The belt loop of the pouch has a buckle.


  1. ohhhh... too bad, now I know what I missed when the medieval department of the Kunst und Gewerbe Museum in Hamburg was closed - thanks for the nice pics :) <3
    ...and the small pouch with the dog from the Stadtmuseum Köln is just too cute... I adored it during my visit in Cologne :)

  2. In your article you make the remark that you don't know the meaning of 'ich geren': the text on the small purse with the dog. It means: 'ich belle' (I am barking). Source: in your article I see a drawing of the same purse. This same drawing I saw lately in a very old book. In the German text the term 'ich geren' was explained.

  3. Hello!
    I am very keen on making a replica of the white purse from 3 bottom photos, but I'm stuck with details.
    Could you tell, what are stripes (vertical and around small pouches) and beads that cover them made of?

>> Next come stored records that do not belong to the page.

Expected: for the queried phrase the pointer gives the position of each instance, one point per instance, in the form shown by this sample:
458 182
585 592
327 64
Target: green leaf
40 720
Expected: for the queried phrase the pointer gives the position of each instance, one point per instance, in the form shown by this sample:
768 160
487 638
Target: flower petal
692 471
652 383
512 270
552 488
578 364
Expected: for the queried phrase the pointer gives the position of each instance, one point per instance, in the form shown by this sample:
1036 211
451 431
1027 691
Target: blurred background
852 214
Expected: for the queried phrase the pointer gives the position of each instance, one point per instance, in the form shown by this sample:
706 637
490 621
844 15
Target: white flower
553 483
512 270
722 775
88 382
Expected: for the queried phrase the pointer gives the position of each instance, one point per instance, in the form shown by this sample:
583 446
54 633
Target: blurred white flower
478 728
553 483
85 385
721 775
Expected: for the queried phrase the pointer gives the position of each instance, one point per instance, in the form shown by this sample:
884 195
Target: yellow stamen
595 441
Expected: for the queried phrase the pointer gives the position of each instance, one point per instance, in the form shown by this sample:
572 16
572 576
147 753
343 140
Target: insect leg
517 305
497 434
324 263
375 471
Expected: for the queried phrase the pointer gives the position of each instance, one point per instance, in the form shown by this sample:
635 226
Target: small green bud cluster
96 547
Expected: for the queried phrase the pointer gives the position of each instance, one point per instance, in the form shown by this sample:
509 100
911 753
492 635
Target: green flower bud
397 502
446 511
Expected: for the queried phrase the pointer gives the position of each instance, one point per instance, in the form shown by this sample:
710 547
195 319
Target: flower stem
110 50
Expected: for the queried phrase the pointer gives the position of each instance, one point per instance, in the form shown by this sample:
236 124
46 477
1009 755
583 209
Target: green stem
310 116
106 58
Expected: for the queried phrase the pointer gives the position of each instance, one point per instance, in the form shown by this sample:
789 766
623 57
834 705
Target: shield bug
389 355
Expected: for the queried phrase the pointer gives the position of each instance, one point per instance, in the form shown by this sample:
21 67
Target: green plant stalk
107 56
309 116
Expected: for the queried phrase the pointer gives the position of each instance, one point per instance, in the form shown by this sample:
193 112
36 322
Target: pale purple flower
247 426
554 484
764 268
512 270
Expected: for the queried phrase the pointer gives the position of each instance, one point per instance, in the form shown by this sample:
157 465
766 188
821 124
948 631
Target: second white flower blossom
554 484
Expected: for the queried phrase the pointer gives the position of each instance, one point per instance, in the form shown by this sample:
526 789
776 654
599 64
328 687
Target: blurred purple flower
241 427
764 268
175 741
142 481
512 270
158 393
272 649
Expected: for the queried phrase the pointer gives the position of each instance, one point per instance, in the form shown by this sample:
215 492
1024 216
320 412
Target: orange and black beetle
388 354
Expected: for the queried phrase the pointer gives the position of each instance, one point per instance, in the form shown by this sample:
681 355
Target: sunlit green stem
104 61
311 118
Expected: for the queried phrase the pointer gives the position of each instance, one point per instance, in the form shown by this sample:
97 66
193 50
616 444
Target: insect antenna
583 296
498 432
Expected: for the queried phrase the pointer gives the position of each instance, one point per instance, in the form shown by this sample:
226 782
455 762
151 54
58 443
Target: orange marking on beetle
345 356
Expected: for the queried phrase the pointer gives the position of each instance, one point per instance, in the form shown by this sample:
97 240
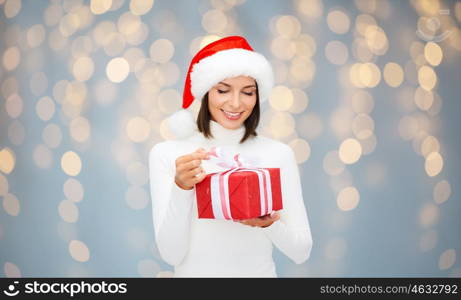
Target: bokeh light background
367 94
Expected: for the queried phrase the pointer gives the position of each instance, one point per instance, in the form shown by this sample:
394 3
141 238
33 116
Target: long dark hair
251 123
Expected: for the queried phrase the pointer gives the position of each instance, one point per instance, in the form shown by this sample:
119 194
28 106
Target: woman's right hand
188 169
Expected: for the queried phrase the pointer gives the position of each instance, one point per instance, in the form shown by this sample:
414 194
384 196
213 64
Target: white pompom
182 124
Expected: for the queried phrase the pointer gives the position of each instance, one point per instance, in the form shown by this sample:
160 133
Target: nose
235 100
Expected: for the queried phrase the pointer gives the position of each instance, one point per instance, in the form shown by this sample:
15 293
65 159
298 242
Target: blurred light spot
141 7
288 26
283 48
281 98
79 251
68 211
433 53
80 129
282 124
447 259
336 52
363 126
393 74
368 144
138 129
427 78
99 7
71 163
148 268
53 14
73 190
10 269
408 127
36 35
376 39
4 186
7 160
428 241
14 106
214 21
433 164
305 46
169 101
429 215
368 6
430 144
133 56
300 101
52 135
335 249
161 50
338 21
137 174
83 68
16 133
117 69
105 92
369 74
42 156
348 198
9 86
332 164
301 149
11 204
442 191
38 83
423 98
114 44
310 126
350 151
45 108
12 8
362 102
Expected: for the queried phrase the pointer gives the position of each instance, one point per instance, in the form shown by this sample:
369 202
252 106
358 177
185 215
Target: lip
232 116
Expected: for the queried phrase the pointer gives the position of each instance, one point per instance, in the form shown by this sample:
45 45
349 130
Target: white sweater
223 248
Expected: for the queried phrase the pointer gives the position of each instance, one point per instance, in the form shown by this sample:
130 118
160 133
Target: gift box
239 193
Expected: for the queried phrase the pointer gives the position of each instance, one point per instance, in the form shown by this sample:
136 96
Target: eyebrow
252 85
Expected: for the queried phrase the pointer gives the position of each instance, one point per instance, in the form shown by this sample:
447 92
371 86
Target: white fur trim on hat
231 63
182 124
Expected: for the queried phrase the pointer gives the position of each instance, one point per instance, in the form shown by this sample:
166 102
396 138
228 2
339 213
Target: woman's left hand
264 221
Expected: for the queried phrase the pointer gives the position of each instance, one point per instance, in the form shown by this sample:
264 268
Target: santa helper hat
227 57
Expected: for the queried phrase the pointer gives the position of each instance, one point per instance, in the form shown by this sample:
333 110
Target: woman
231 80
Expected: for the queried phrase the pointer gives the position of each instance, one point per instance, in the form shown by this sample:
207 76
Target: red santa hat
227 57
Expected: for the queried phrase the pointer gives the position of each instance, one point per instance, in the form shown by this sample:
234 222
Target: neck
222 135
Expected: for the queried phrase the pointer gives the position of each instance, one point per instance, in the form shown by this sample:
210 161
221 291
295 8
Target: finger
187 166
195 172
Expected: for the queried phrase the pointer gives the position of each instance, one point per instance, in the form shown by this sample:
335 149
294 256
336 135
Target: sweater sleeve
291 234
171 207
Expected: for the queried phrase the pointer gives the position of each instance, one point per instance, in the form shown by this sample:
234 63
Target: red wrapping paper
244 195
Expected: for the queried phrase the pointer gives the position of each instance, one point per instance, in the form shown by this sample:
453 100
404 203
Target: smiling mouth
232 115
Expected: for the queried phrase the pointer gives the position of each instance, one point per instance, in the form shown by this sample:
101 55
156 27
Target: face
231 101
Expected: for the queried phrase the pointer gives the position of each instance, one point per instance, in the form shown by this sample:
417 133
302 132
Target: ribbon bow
219 184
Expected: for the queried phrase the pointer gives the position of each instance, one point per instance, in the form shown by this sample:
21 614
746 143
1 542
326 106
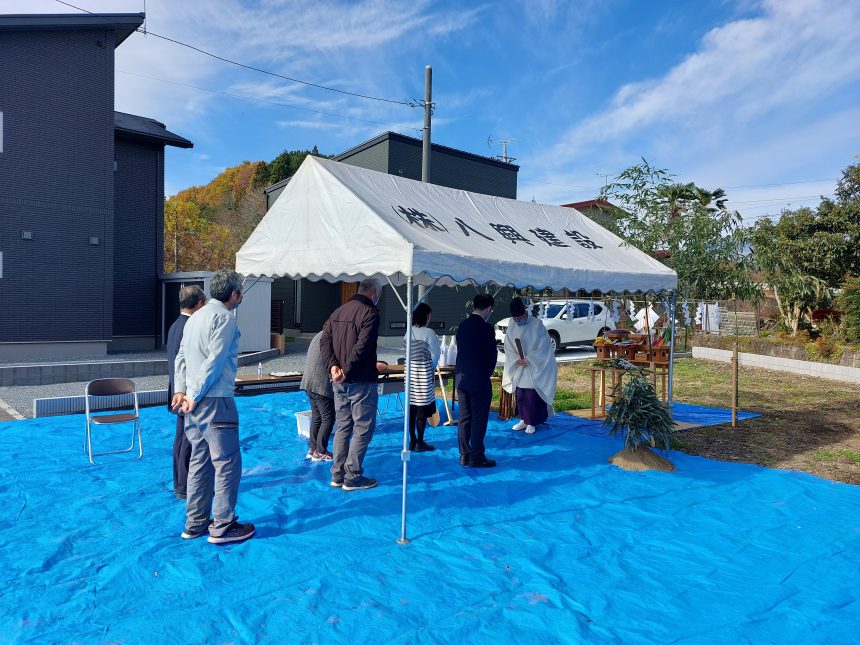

    Also, how are leather buttons connected with the purse? Looking at your photos I was sure that buttons are knotted endings of the stripes, but they are not leather, as far as I can see.

    Thank you.

    1. I think these are strips of leather which is knotted to a button at the end. I am afraid I do not have more detailed figures. The some of the other pouches have their buttons sewn on to the threads. One has a similar knotted 'button' which is actually a separate leather knotted bead.

  4. I know this is an older entry, but it would be really nice if you included Museum Object Numbers with the pieces.

    Trying to searchh a museum catalog in a language you don't know is counterproductive.

    1. Dear Susan, as these are my own photos taken at the museum, I do not have the actual museum object numbers. I usually add as much information that I have on a piece.